"2–0 lead is the worst lead" is a cliché used in sporting contests, to describe the situation in which one team is leading by a score of 2–0, leading to them becoming complacent. The phrase is most common in association football, where it is sometimes applied only to the scoreline at half-time. It is sometimes also encountered in other sports where 2–0 is a moderately large lead, such as ice hockey.

Concept
The underlying concept is that, a team which is leading 2–0 will be complacent and have a 'false sense of security' in their lead. If the trailing team then scores to make it 2–1, the leading team can panic and concede further, resulting in a draw, or even a win for the other team. In contrast, a team which is leading 1–0 will tend to concentrate and play with intensity to protect or extend their narrow lead, whilst teams leading by three or more goals have a sufficiently large buffer that comebacks are unlikely.

The cliché may be invoked by coaches to encourage their players to maintain effort levels after obtaining a two-goal lead. It can also be used in broadcasting, such as by a commentator or studio pundit, to suggest that the final result is still in doubt, thereby maintaining audience interest in a game.

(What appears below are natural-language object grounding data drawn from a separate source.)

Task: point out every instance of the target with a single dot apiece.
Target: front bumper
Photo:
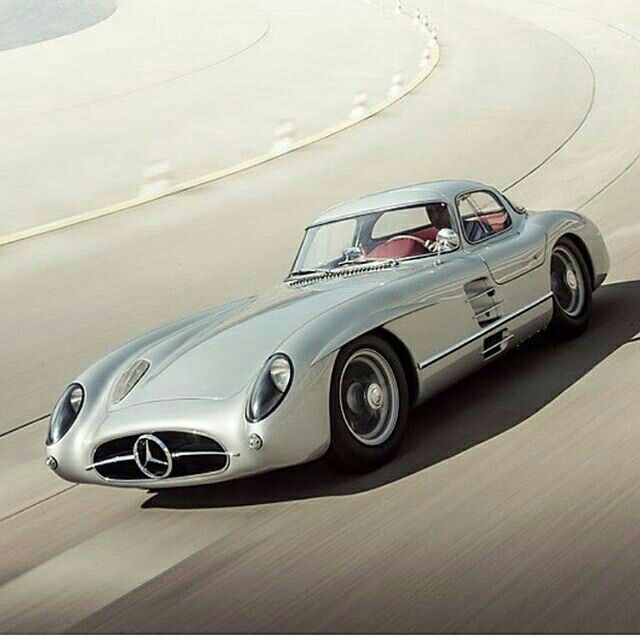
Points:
(298, 431)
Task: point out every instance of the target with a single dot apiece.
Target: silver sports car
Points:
(391, 298)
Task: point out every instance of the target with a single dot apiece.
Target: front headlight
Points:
(270, 388)
(128, 380)
(65, 413)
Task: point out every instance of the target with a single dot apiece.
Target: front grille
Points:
(191, 454)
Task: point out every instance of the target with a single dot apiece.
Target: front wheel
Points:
(572, 291)
(369, 405)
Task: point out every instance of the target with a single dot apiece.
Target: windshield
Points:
(381, 235)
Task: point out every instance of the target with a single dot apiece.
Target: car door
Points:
(511, 245)
(444, 323)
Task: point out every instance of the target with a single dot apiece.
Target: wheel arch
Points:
(406, 360)
(582, 247)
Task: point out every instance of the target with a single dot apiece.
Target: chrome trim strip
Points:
(489, 352)
(182, 454)
(488, 292)
(491, 309)
(226, 454)
(480, 334)
(127, 458)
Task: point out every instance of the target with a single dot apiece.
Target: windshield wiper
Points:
(392, 262)
(309, 272)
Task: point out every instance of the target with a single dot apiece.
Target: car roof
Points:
(442, 190)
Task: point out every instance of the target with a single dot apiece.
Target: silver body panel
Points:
(441, 311)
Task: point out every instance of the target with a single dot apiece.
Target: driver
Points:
(440, 219)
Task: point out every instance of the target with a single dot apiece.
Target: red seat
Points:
(403, 247)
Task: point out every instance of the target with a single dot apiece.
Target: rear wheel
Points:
(369, 405)
(572, 291)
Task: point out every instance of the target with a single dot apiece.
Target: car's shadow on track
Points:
(482, 406)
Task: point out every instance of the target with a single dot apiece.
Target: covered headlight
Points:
(128, 380)
(270, 388)
(65, 413)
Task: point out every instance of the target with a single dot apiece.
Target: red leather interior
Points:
(497, 221)
(403, 247)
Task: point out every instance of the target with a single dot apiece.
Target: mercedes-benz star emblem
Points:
(152, 457)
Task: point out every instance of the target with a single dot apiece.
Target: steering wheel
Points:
(414, 238)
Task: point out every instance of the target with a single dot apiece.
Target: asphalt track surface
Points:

There is little evidence that 2–0 is the worst lead in practice. In association football, a team leading 2–0 at half-time only goes on to lose the game in about 2% of cases. In ice hockey, statistics show that if a team builds a two-goal advantage, they go on to win the game in the majority of instances, and that a one-goal lead is far more dangerous. As a result, the cliché is often used in full knowledge that 2–0 is not in fact the worst possible lead.

Examples of usage
The cliché was popularized by Czech football coach and television commentator Josef Csaplár in the Czech football community. His use of the term suggested that a 2–0 half-time lead could only end in a defeat and the cliché is known in the Czech Republic as Csaplár's trap ().

In Serbia, the cliché is known for being used by manager and former player Milan Živadinović.

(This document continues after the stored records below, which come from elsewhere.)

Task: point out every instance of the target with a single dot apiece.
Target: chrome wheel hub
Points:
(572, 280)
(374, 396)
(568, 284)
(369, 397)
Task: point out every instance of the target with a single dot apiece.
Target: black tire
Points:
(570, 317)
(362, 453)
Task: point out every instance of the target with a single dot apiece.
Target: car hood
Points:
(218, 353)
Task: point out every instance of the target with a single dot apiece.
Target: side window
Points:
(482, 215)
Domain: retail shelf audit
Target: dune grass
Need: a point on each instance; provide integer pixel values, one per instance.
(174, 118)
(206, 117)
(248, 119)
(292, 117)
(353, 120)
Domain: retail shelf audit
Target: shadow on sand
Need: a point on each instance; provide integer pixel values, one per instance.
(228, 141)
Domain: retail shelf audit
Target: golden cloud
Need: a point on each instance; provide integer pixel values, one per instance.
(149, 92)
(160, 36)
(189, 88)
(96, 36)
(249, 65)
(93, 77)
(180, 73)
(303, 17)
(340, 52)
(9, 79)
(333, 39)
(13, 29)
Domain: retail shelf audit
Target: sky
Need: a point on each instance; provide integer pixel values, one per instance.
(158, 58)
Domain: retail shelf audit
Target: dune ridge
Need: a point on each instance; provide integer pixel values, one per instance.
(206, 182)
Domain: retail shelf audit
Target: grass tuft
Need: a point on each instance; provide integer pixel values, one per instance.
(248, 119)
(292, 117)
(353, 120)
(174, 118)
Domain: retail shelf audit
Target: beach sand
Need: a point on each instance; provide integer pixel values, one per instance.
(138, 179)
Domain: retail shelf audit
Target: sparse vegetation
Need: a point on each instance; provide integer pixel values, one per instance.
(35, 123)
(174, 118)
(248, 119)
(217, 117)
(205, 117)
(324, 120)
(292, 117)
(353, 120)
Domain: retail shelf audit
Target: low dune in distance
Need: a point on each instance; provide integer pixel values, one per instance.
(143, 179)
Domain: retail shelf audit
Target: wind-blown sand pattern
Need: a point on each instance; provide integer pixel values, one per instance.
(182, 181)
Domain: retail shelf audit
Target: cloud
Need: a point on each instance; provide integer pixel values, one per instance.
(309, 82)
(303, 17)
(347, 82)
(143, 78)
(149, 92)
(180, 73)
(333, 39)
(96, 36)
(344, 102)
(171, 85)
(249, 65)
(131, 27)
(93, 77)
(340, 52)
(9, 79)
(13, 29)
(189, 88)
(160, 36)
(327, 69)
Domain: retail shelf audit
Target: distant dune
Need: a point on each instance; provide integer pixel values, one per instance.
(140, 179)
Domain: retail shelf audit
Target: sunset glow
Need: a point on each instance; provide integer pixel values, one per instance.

The cliché was also used by Australian former player and TV broadcaster Johnny Warren.

Television pundit and former England international footballer Gary Lineker questioned the cliché's veracity during a 2016 match between Bournemouth and Liverpool while the latter were 2–0 ahead. On that occasion, Liverpool did in fact surrender the lead to lose 4–3.

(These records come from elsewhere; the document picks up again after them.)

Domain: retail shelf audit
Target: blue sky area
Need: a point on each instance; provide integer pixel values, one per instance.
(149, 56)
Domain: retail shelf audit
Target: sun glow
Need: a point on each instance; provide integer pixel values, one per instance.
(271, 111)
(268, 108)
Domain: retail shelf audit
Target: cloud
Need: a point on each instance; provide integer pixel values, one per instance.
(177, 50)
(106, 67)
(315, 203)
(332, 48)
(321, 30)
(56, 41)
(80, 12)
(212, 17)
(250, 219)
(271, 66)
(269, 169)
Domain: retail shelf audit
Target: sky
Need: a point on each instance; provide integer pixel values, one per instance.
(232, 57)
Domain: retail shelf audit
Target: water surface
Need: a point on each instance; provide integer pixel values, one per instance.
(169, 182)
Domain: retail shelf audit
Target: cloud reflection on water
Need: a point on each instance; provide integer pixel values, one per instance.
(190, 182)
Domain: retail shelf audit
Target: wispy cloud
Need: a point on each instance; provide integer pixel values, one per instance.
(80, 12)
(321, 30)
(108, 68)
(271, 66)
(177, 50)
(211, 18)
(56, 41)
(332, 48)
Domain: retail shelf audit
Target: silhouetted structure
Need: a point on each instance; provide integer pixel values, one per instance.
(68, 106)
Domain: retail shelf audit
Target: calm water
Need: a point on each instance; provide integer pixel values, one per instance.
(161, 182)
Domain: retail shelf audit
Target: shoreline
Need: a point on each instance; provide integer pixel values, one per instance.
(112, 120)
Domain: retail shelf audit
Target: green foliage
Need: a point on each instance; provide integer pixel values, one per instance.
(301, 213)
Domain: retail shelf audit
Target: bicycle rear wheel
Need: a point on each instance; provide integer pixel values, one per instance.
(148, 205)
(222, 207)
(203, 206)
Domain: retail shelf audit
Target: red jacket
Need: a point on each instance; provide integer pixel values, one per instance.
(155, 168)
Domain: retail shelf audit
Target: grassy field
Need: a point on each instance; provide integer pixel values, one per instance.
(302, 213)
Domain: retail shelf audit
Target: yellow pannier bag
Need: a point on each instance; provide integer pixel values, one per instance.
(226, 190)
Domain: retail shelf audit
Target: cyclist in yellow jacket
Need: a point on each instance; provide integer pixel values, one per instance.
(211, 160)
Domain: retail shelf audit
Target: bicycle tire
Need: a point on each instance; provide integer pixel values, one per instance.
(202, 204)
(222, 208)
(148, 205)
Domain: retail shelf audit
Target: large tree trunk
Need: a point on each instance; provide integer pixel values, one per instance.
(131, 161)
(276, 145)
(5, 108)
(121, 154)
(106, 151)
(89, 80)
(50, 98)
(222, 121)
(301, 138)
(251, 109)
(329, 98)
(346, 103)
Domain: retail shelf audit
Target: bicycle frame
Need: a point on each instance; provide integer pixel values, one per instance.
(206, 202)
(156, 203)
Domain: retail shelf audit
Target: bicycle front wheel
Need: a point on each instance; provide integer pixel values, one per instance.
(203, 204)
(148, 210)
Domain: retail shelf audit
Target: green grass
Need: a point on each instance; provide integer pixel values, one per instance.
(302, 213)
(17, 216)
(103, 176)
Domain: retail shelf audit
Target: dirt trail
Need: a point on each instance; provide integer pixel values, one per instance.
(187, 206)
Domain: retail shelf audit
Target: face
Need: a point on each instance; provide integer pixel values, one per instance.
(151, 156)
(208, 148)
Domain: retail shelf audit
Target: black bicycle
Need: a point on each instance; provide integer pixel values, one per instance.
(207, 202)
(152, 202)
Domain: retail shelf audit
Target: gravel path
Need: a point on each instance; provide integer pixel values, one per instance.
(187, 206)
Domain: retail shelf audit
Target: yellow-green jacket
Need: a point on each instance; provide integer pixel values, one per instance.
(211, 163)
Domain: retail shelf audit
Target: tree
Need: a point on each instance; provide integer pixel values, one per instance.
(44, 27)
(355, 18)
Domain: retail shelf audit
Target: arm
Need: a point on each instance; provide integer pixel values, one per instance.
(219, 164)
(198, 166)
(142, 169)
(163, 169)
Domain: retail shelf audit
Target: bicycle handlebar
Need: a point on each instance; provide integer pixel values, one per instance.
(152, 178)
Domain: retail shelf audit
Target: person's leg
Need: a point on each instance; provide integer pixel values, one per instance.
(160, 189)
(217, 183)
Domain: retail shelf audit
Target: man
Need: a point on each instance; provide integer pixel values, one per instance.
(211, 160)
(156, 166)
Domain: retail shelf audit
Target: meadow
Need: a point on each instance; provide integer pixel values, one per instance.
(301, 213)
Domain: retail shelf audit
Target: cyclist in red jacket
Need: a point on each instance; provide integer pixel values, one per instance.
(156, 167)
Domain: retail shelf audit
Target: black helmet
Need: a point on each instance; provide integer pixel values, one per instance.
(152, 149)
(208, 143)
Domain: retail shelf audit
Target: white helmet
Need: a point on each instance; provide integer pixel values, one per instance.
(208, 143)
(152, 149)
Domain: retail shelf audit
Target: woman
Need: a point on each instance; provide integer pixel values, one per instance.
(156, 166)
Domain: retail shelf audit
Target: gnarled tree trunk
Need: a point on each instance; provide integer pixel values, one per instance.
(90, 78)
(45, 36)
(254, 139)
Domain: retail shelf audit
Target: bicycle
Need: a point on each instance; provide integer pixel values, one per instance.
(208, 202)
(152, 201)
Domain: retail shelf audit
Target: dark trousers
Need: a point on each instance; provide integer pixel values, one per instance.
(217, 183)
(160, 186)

During the final match of the FIFA World Cup 2022 held in Qatar, Argentina maintained a 2-0 lead up until 80 minutes of the game, after which Kylian Mbappé of the French national team scored 2 goals within 97 seconds, completely breaking the lead. This led to extensive citation of the cliché among football fans, some of whom blaming Argentina for botching their lead due to their complacency as the game almost reached its end. The Argentina national team would go on to win the World Cup.